In June this year, Unitywater CIO Mathew Thomas and his team laid the final touches on the utility’s consolidated asset management system, just one of six critical enterprise systems they have built and implemented in parallel over the last three years.
“The work we have done to date has just been phenomenal,” Thomas told iTnews, before joking that “if someone had explained what we were going to do I might have had second thoughts about taking the job”.
Unitywater was established in July 2010 as one of south east Queensland’s water distributors and managers of its sewerage network. Its origins lie in the previously separate functions of Moreton Bay and Sunshine Coast Regional Councils, and this meant the fledgling organisation had “at least two of everything” in IT terms when it began operations.

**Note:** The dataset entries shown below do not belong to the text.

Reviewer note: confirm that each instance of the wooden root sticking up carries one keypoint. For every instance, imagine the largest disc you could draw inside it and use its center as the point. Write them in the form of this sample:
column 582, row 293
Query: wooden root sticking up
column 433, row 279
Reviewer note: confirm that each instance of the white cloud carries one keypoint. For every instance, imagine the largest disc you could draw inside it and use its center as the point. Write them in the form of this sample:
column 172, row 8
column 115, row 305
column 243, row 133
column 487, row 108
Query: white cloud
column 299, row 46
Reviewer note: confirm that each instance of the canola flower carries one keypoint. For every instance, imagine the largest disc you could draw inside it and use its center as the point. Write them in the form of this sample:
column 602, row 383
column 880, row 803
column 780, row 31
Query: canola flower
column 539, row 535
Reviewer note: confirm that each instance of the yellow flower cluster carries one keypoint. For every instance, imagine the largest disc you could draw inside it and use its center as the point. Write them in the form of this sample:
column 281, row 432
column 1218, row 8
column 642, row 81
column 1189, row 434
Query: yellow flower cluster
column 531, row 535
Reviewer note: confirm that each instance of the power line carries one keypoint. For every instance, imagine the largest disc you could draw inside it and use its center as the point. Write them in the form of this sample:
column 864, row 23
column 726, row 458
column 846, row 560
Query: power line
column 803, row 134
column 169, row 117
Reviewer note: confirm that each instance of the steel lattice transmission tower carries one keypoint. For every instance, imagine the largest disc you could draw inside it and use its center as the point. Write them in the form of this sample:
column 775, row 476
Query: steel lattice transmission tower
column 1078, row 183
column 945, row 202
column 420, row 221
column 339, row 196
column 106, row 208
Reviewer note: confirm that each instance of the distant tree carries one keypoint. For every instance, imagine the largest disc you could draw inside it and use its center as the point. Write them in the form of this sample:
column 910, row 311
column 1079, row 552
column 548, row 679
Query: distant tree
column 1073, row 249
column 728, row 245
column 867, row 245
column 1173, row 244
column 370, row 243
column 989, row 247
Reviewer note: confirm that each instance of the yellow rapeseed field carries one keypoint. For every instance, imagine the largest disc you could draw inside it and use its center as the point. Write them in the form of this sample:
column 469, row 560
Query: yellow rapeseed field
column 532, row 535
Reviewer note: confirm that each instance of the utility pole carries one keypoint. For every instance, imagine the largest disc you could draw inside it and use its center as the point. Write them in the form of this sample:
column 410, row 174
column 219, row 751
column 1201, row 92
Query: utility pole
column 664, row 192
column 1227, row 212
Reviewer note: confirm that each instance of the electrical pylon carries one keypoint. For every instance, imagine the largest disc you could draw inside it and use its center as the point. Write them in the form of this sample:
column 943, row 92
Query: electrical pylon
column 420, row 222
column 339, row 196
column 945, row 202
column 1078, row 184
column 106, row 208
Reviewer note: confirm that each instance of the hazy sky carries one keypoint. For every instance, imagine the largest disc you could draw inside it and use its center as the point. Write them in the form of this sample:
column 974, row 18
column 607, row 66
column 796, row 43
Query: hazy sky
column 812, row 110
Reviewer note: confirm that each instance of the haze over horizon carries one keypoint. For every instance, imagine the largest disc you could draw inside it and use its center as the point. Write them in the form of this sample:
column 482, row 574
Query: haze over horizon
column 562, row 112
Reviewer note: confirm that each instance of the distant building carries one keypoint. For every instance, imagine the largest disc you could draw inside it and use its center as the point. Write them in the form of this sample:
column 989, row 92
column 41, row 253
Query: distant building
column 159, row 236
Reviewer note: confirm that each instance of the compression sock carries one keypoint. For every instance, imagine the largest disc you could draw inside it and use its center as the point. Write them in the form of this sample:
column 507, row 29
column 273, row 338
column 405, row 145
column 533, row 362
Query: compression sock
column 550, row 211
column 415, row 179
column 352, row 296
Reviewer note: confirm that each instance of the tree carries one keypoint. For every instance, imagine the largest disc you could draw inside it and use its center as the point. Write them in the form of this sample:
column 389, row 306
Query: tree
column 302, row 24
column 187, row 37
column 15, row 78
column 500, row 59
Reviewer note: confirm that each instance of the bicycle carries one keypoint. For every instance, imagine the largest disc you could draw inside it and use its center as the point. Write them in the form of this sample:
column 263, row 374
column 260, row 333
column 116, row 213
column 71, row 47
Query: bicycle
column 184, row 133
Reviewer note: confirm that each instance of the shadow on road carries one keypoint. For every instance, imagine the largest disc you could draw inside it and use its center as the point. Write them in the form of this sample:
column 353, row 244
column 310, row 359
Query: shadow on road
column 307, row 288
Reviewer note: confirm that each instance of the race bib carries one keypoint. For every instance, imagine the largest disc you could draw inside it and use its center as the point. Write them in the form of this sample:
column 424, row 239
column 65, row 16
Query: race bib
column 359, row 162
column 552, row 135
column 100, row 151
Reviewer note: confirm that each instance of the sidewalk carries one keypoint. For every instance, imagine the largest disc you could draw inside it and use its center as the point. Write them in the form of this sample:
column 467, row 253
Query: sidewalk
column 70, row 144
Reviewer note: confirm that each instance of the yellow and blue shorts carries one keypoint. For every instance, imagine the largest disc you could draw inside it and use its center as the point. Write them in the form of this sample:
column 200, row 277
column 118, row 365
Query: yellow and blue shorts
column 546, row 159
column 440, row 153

The duplication spawned a program of work aimed at consolidating systems, valued at about $30 million over three years.
“Not only have we put in an asset management system, but we have also put in a customer information and billing system. We have consolidated HR systems, and implemented a finance system. We have put in a document management system and a data warehouse. And because these are all separate systems we have also implemented an enterprise service bus to tie it all together...all in less than three years,” Thomas said.
The most remarkable aspect of the transformation, he said, was the complete replacement of existing customer information and billing systems in just nine months, which he described as “a miracle”.
“It is not unusual for these things to run into all manner of problems”.
However the constant pace of IT overhaul did present some serious challenges, the burden of which Thomas acknowledged was carried by staff.
“The biggest impact on the organisation has been the change management” he said. “There was a lot of change fatigue...there was a huge load on people to take on new systems and learn them.”
Thomas nominated executive buy in, consistent reporting and stringent investment controls as the secret to maintaining a breakneck pace of work.
“Pretty much all of these projects had executive sponsorship, so they were always foremost in our minds at the executive table.
“We also had a good enterprise program management capability, which provided a standard way of reporting and monitoring these projects,” he said.
From plumbers to knowledge workers
Unitywater is already using its new Maximo-based asset management system, in conjunction with a fleet of 300 ruggedised toughbooks, to enter a new phase of data collection and analysis when it comes to the condition of its water distribution infrastructure and what it costs to maintain.
Thomas said he now saw Unitywater’s field staff as not just “field workers who dig holes and mend plumbing” but “information workers”.
With their portable devices Unitywater field staff could now electronically collect first hand impressions of the condition of pipes and valves they had visited, the nature of the fault they were called to address and the resources required to complete the job.
“One of the things that this asset management system is going to provide is what we call job costing, which marries up a whole bunch of factors affecting how much the maintenance of the network costs,” Thomas explained, adding that the next step is to boost the organisation’s data analytics capability.
One of the other new tools being used by the organisation is a software-as-a-service based safety management system, which staff used to report injuries, hazards and near misses. Thomas said it had contributed to a 50 percent reduction in the injury rate year-on-year.
From this point on, the IT team’s focus will shift from consolidating systems towards leveraging those investments to uncover new and more efficient business processes, in the second phase of the utility’s “IT adventure”. Thomas anticipated this stage would cost less than the first phase and could stretch over three to five years.